Russland und die USA haben eine Einigung erzielt, ihre Gespräche über die Lage im Osten der Ukraine fortzusetzen. Mehr noch: Beide Parteien sind sich einig, dass Kiew die Minsker Vereinbarungen umsetzen muss, um Frieden in die Region zu bringen. Dazu gehöre vor allem, der Region einen besonderen Autonomiestatus gesetzlich zuzugestehen, wie die Vereinbarungen dies vorsehen.
Das hat der stellvertretende Stabschef des Kremls, Dmitri Kosak, nach einem Treffen mit der US-Unterstaatssekretärin für politische Angelegenheiten, Victoria Nuland, in Moskau gegenüber den Medien bekannt gegeben. Nuland traf sich im Rahmen ihres dreitägigen Arbeitsbesuchs in Moskau bereits mit dem stellvertretenden russischen Außenminister Sergei Rjabkow und dem stellvertretenden russischen Verteidigungsminister Alexander Fomin.
Russland hatte Nuland zuvor im Rahmen von Gegensanktionen gegen Washington mit einem Einreiseverbot belegt. Der Kreml stimmte jedoch zu, sie von der schwarzen Liste zu streichen, um ihren Kurzbesuch zu ermöglichen. Kosak hatte der russischen Tageszeitung Kommersant zu vermelden:
"Es fand ein gründlicher und konstruktiver Dialog [mit Victoria Nuland] über die Beilegung des Konflikts in der Südostukraine statt."
"Es wurde bestätigt, dass die einzige Grundlage für eine Beilegung des Konflikts die Minsker Vereinbarungen sind. [...] Während der Gespräche wurde der [bereits] in Genf verlautbarte Standpunkt der USA bekräftigt, dass ohne eine Einigung über die künftigen Parameter der Autonomie – oder, anders ausgedrückt, des Sonderstatus – des Donbass jeglicher wesentliche Fortschritt bei der Beilegung des Konflikts kaum möglich ist. Mit anderen Worten: Die Region soll einen Sonderstatus innerhalb der Ukraine erhalten."
Nuland ihrerseits bezeichnete die Gespräche im Kreml als "produktiv" und "nützlich". Dabei ist die US-Spitzendiplomatin weltweit vor allem dafür bekannt, dass sie Ende 2013 den Schauplatz der Maidan-Proteste in Kiew aufsuchte und beim Verteilen von Plätzchen an Demonstranten gesehen wurde. Dies sorgte in Moskau für Aufsehen, das darin eine Demonstration der offenen Unterstützung des offiziellen Washington für die Bewegung sah, die nur wenig später in einen Staatsstreich umschlagen und die Abspaltung der Krim sowie den Konflikt im Südosten der Ukraine anstoßen sollte. Die Ereignisse auf dem Maidan führten dazu, dass die beiden selbsternannten Republiken Donezk (DVR oder DNR) und Lugansk (LVR oder LNR) ihre Unabhängigkeit erklärten, was bisher allerdings weder von Moskau noch von Kiew anerkannt wurde. Die Regionen Donezk und Lugansk liegen beide im Osten der Ukraine, an der russischen Grenze.

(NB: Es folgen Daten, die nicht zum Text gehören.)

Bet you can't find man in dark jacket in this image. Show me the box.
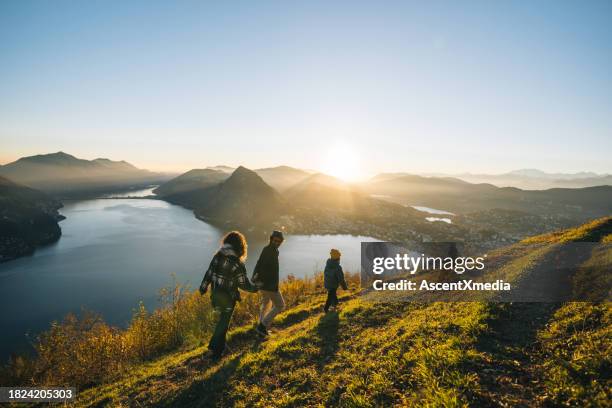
[252,230,285,336]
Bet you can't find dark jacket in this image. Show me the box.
[324,258,347,290]
[252,244,280,291]
[200,244,257,302]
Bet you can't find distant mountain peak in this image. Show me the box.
[164,165,284,228]
[205,165,235,173]
[507,169,547,177]
[230,166,256,177]
[226,166,269,186]
[256,165,302,172]
[507,168,602,180]
[93,158,137,170]
[0,152,163,194]
[20,151,79,161]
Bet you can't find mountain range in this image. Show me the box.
[0,152,169,196]
[364,173,612,220]
[2,151,611,244]
[161,166,285,230]
[419,169,612,190]
[156,166,439,240]
[154,163,612,237]
[153,169,230,197]
[154,165,312,197]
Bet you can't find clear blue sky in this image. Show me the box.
[1,0,611,177]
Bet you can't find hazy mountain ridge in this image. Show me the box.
[205,165,235,173]
[419,169,612,189]
[153,169,229,197]
[0,152,169,196]
[254,165,312,191]
[156,165,312,196]
[157,166,449,244]
[287,172,351,192]
[162,166,285,231]
[157,164,611,251]
[0,176,63,262]
[506,168,602,179]
[365,173,612,220]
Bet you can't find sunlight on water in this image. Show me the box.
[425,217,453,224]
[411,206,455,215]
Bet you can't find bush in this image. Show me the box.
[0,271,359,389]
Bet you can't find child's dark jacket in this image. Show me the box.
[324,258,347,290]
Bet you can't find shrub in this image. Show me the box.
[1,271,359,389]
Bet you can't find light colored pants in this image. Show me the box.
[259,290,285,328]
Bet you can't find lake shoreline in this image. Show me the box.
[0,194,375,359]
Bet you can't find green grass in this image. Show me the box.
[10,217,612,407]
[76,299,493,407]
[521,216,612,244]
[538,302,611,407]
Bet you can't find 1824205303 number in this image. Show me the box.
[1,387,76,402]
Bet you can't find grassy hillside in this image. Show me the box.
[5,217,610,407]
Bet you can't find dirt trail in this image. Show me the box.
[76,227,607,407]
[502,241,596,302]
[474,241,595,407]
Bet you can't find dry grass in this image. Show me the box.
[0,271,359,389]
[2,218,611,407]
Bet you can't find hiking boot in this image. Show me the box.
[204,349,223,362]
[255,322,269,337]
[205,344,232,361]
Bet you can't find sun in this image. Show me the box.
[320,143,363,182]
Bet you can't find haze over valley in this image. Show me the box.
[1,151,611,266]
[1,150,610,360]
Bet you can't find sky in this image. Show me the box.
[1,0,611,179]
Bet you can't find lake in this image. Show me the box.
[0,197,375,359]
[411,206,455,216]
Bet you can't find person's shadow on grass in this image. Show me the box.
[153,353,243,408]
[316,311,340,368]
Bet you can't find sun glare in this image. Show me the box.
[320,143,363,182]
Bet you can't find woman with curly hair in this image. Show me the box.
[199,231,258,360]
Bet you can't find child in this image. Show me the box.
[323,249,348,312]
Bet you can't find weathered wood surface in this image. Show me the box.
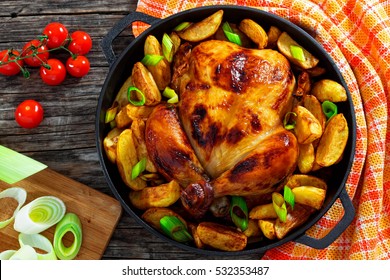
[0,0,260,260]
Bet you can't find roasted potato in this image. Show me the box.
[115,106,132,129]
[311,79,347,102]
[197,222,247,251]
[258,219,276,240]
[214,24,252,47]
[249,203,278,220]
[295,71,311,99]
[188,223,204,249]
[169,32,181,55]
[315,113,349,167]
[293,105,323,144]
[129,180,181,210]
[243,219,262,238]
[131,62,161,106]
[267,26,282,49]
[275,204,314,239]
[103,127,123,164]
[114,75,133,110]
[303,94,326,130]
[297,143,315,174]
[144,35,171,90]
[277,31,319,69]
[178,10,223,42]
[292,186,326,210]
[285,174,327,190]
[142,207,187,230]
[238,19,268,49]
[116,129,146,191]
[126,103,154,121]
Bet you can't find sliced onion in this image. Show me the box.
[0,187,27,229]
[14,196,66,234]
[9,245,38,260]
[19,233,57,260]
[53,213,82,260]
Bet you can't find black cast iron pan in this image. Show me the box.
[96,5,356,256]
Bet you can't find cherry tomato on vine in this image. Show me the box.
[40,58,66,85]
[66,55,90,78]
[42,22,69,49]
[68,31,92,55]
[0,49,24,76]
[22,39,50,67]
[15,100,44,129]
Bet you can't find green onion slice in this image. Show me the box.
[127,86,146,106]
[104,104,118,124]
[8,245,38,260]
[162,33,174,63]
[272,192,287,223]
[322,100,338,120]
[230,196,249,231]
[222,22,242,46]
[283,186,295,210]
[14,196,66,234]
[141,54,164,66]
[290,45,306,61]
[53,213,82,260]
[0,187,27,229]
[283,112,297,130]
[19,233,57,260]
[174,22,191,31]
[160,216,193,243]
[163,87,179,104]
[131,157,147,180]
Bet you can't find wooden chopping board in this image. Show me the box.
[0,167,122,260]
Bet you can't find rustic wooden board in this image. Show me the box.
[0,168,122,260]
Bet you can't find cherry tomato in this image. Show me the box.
[40,58,66,85]
[42,22,69,49]
[15,100,44,129]
[68,31,92,55]
[22,39,50,67]
[0,49,24,76]
[66,55,90,78]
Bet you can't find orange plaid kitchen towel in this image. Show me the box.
[133,0,390,259]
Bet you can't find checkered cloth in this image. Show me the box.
[132,0,390,259]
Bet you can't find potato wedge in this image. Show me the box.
[238,19,268,49]
[129,180,181,210]
[126,103,154,121]
[178,10,223,42]
[103,127,123,164]
[297,143,315,174]
[188,223,204,249]
[144,35,171,90]
[243,219,262,238]
[116,129,146,191]
[295,71,311,99]
[169,32,181,55]
[258,219,276,240]
[293,105,323,144]
[267,26,282,49]
[285,174,327,190]
[142,207,187,230]
[115,106,132,129]
[131,62,161,106]
[275,204,313,239]
[292,186,326,210]
[303,94,326,130]
[214,24,252,47]
[249,203,277,220]
[315,113,349,167]
[114,75,133,110]
[311,79,347,103]
[197,222,247,251]
[277,32,319,69]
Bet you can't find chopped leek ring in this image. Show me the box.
[162,87,177,99]
[0,250,17,260]
[272,192,287,223]
[131,158,147,180]
[290,45,306,62]
[167,95,179,104]
[53,213,82,260]
[174,22,191,31]
[283,186,295,209]
[0,187,27,229]
[322,100,338,120]
[160,216,193,243]
[162,33,174,63]
[104,104,118,124]
[9,245,38,260]
[19,233,57,260]
[127,86,146,106]
[283,112,297,130]
[14,196,66,234]
[141,54,164,66]
[230,196,248,231]
[222,22,242,46]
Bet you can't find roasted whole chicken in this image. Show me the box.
[145,40,299,218]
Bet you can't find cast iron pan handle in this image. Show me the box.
[295,188,355,249]
[101,12,160,66]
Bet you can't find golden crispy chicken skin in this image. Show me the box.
[146,40,298,217]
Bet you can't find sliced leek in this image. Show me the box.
[14,196,66,234]
[0,250,17,260]
[53,213,82,260]
[0,187,27,229]
[18,233,57,260]
[9,245,38,260]
[272,192,287,223]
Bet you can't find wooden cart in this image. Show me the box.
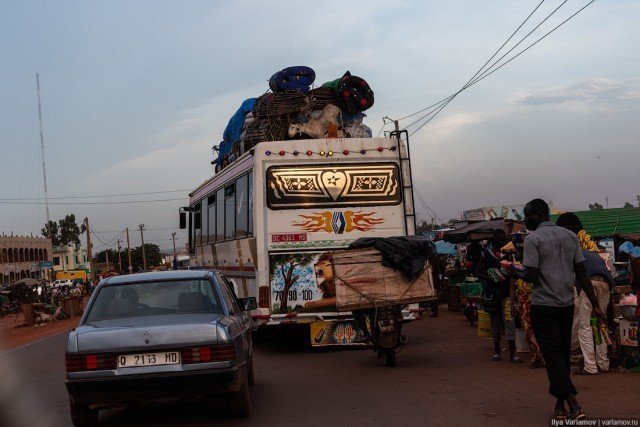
[330,248,437,311]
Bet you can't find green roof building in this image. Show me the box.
[551,207,640,238]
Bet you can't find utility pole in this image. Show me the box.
[139,224,147,271]
[125,227,133,274]
[84,218,92,278]
[117,239,123,274]
[637,195,640,208]
[171,232,177,259]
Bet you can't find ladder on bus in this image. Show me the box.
[390,129,416,236]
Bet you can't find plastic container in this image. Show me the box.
[619,241,633,254]
[622,305,638,321]
[477,310,492,338]
[591,317,602,345]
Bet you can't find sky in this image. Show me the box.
[1,0,639,251]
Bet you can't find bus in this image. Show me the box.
[181,133,418,346]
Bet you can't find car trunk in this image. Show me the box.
[75,314,223,353]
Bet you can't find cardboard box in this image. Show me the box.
[332,248,436,311]
[619,319,638,347]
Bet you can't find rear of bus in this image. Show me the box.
[252,136,416,346]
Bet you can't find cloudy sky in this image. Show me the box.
[1,0,638,251]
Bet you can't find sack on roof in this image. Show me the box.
[322,71,375,114]
[269,66,316,93]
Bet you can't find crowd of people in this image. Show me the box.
[464,199,636,421]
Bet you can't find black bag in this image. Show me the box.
[482,285,501,314]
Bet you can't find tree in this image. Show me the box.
[269,253,316,313]
[41,214,86,247]
[59,214,86,246]
[95,244,162,273]
[41,220,61,246]
[623,202,634,208]
[588,203,604,211]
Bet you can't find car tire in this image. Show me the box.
[227,366,251,418]
[69,398,98,427]
[247,354,255,386]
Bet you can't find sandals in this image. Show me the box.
[575,367,598,375]
[568,408,586,420]
[510,356,524,364]
[554,409,567,420]
[491,354,502,361]
[529,360,545,369]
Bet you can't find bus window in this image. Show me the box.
[248,171,253,235]
[194,203,202,245]
[207,194,216,242]
[216,188,224,241]
[235,175,248,238]
[225,183,235,240]
[200,197,208,244]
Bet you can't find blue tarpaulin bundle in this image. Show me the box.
[216,98,256,167]
[269,66,316,93]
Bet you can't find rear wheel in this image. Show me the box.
[69,398,98,427]
[383,348,396,367]
[227,366,251,418]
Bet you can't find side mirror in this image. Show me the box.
[179,212,186,229]
[239,297,257,311]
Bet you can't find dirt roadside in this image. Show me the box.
[0,297,88,351]
[0,313,81,350]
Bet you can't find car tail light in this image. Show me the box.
[181,344,235,364]
[65,353,117,372]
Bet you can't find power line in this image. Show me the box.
[0,189,191,201]
[0,198,187,205]
[398,0,547,123]
[405,0,558,133]
[407,0,595,137]
[399,0,595,137]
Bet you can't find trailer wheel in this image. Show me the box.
[383,349,396,367]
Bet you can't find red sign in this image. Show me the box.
[271,233,307,243]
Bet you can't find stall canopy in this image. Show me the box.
[443,219,523,244]
[435,240,457,255]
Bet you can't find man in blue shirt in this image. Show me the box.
[508,199,603,421]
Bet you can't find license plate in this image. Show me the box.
[117,351,181,368]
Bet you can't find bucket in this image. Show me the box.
[515,328,528,353]
[477,310,492,338]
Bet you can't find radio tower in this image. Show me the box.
[36,73,50,225]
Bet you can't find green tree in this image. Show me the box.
[41,214,86,246]
[623,202,634,208]
[41,220,61,246]
[588,203,604,211]
[94,249,121,272]
[269,253,316,313]
[59,214,86,246]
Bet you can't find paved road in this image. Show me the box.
[1,309,638,426]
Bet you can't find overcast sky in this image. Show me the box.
[1,0,638,251]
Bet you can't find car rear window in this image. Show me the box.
[85,279,222,321]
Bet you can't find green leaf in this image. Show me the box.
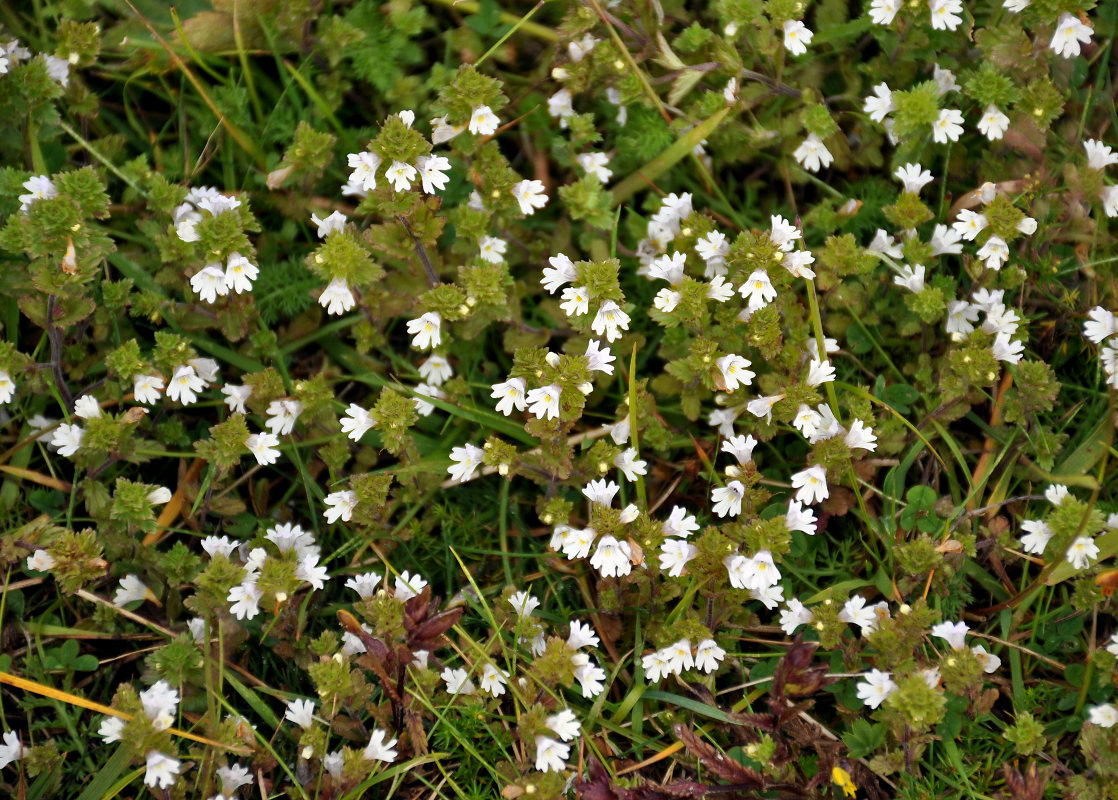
[842,718,886,758]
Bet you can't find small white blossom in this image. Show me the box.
[448,444,485,483]
[793,133,833,172]
[932,108,964,143]
[977,105,1010,140]
[468,105,499,136]
[782,19,813,56]
[1050,13,1092,59]
[319,278,356,315]
[512,179,548,215]
[407,312,442,350]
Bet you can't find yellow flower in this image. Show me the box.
[832,766,857,798]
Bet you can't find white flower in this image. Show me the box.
[430,115,464,144]
[661,505,700,538]
[228,581,262,620]
[746,394,784,424]
[642,649,671,682]
[1003,0,1030,11]
[716,354,754,392]
[18,175,57,211]
[793,133,833,172]
[567,620,600,650]
[526,384,561,420]
[869,0,901,25]
[1088,704,1118,728]
[114,574,154,606]
[692,639,725,673]
[792,404,823,439]
[265,399,302,436]
[568,32,598,61]
[479,663,508,696]
[791,465,829,504]
[560,286,590,317]
[931,620,968,651]
[785,500,818,535]
[1045,484,1070,505]
[977,235,1009,271]
[778,598,813,635]
[323,490,358,524]
[547,88,575,124]
[73,394,101,420]
[584,339,615,374]
[844,419,878,452]
[933,63,959,95]
[131,374,163,405]
[415,154,451,194]
[319,278,356,315]
[407,312,442,350]
[932,108,964,143]
[1050,13,1092,59]
[659,539,698,577]
[863,83,895,123]
[722,434,757,465]
[144,752,181,789]
[977,105,1010,140]
[571,652,607,697]
[441,667,475,695]
[929,0,963,31]
[931,224,963,255]
[412,382,444,417]
[418,355,453,386]
[711,480,745,518]
[448,444,485,483]
[1066,536,1099,570]
[224,252,257,294]
[363,729,399,762]
[190,264,228,303]
[97,716,125,744]
[591,300,630,342]
[478,235,507,264]
[344,572,381,599]
[782,19,813,55]
[189,357,219,383]
[296,554,328,590]
[590,535,632,578]
[542,253,577,294]
[856,670,897,709]
[394,570,428,601]
[953,209,988,241]
[806,359,836,387]
[217,764,254,795]
[535,736,570,772]
[469,105,500,136]
[992,332,1024,365]
[1019,519,1054,554]
[614,448,647,482]
[769,215,801,251]
[577,152,613,183]
[508,590,540,619]
[1084,307,1118,344]
[783,249,816,279]
[512,179,548,215]
[245,431,281,466]
[583,478,620,507]
[26,548,55,572]
[488,377,525,416]
[894,163,933,194]
[706,275,735,303]
[545,709,580,743]
[652,288,681,313]
[347,151,381,192]
[739,269,777,311]
[167,365,206,405]
[972,645,1001,674]
[1099,186,1118,217]
[385,160,418,192]
[650,251,687,284]
[310,210,346,238]
[1084,139,1118,170]
[139,681,179,731]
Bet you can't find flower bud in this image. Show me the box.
[545,352,561,367]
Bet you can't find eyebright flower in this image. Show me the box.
[535,736,570,773]
[1066,536,1099,570]
[310,210,346,238]
[190,264,227,303]
[132,374,164,404]
[441,668,475,695]
[385,160,418,192]
[478,235,507,264]
[844,419,878,451]
[782,19,813,55]
[793,133,833,172]
[583,478,620,507]
[407,312,442,350]
[894,163,933,194]
[560,286,590,317]
[863,82,894,123]
[976,235,1009,271]
[856,669,897,709]
[932,109,964,143]
[659,539,698,577]
[447,444,485,483]
[320,278,356,315]
[780,598,814,634]
[791,465,829,504]
[491,377,527,416]
[394,570,428,601]
[511,179,548,215]
[285,698,315,729]
[591,300,631,342]
[868,0,900,25]
[929,0,963,31]
[711,480,745,518]
[265,399,302,436]
[526,384,561,421]
[363,729,399,763]
[478,663,509,696]
[739,269,777,310]
[1050,12,1092,59]
[1088,704,1118,728]
[584,339,615,374]
[114,574,154,606]
[1084,139,1118,170]
[589,535,632,578]
[245,431,281,465]
[144,752,181,789]
[323,490,357,524]
[415,154,451,194]
[166,365,205,405]
[18,175,57,211]
[468,105,499,136]
[228,581,262,620]
[542,253,577,294]
[50,423,84,457]
[716,354,754,392]
[977,105,1010,140]
[224,252,258,294]
[614,448,647,482]
[953,209,987,241]
[577,152,612,183]
[931,620,969,651]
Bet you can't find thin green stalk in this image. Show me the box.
[476,0,546,65]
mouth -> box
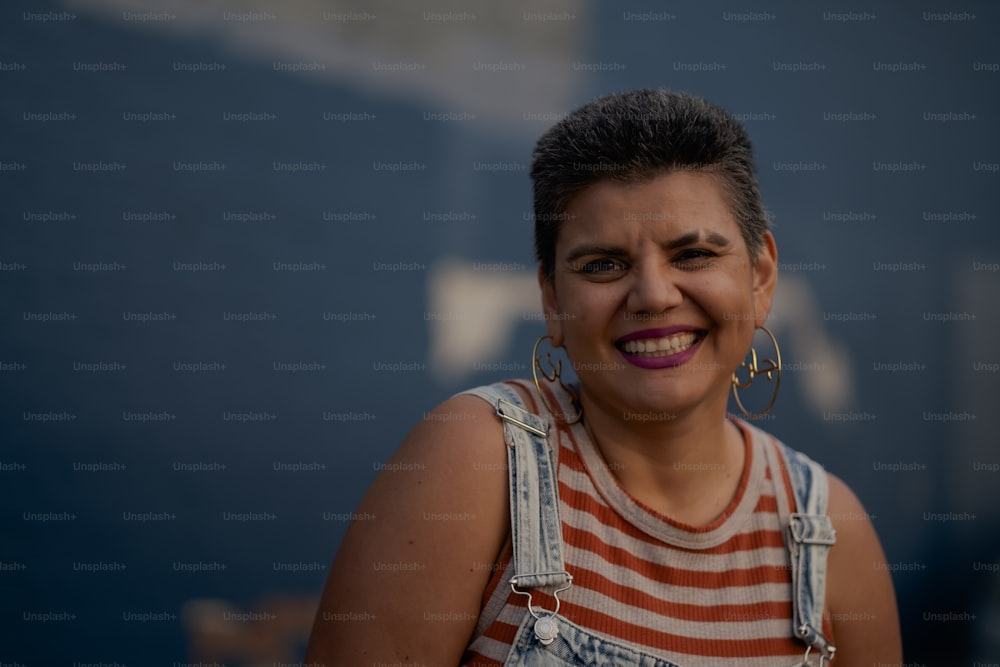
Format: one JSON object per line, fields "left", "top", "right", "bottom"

Am 5. September 2014 unterzeichneten Vertreter der Ukraine, Russlands, der DNR und der LNR unter Vermittlung des französischen Präsidenten François Hollande und der deutschen Bundeskanzlerin Angela Merkel das sogenannte Minsker Protokoll. Neben einem Waffenstillstandsdokument enthielt das Abkommen auch einen Fahrplan für die Zukunft der Region des Donezbeckens, der die Dezentralisierung der Macht weg von Kiew und insbesondere einen Autonomiestatus für den Donbass vorsieht.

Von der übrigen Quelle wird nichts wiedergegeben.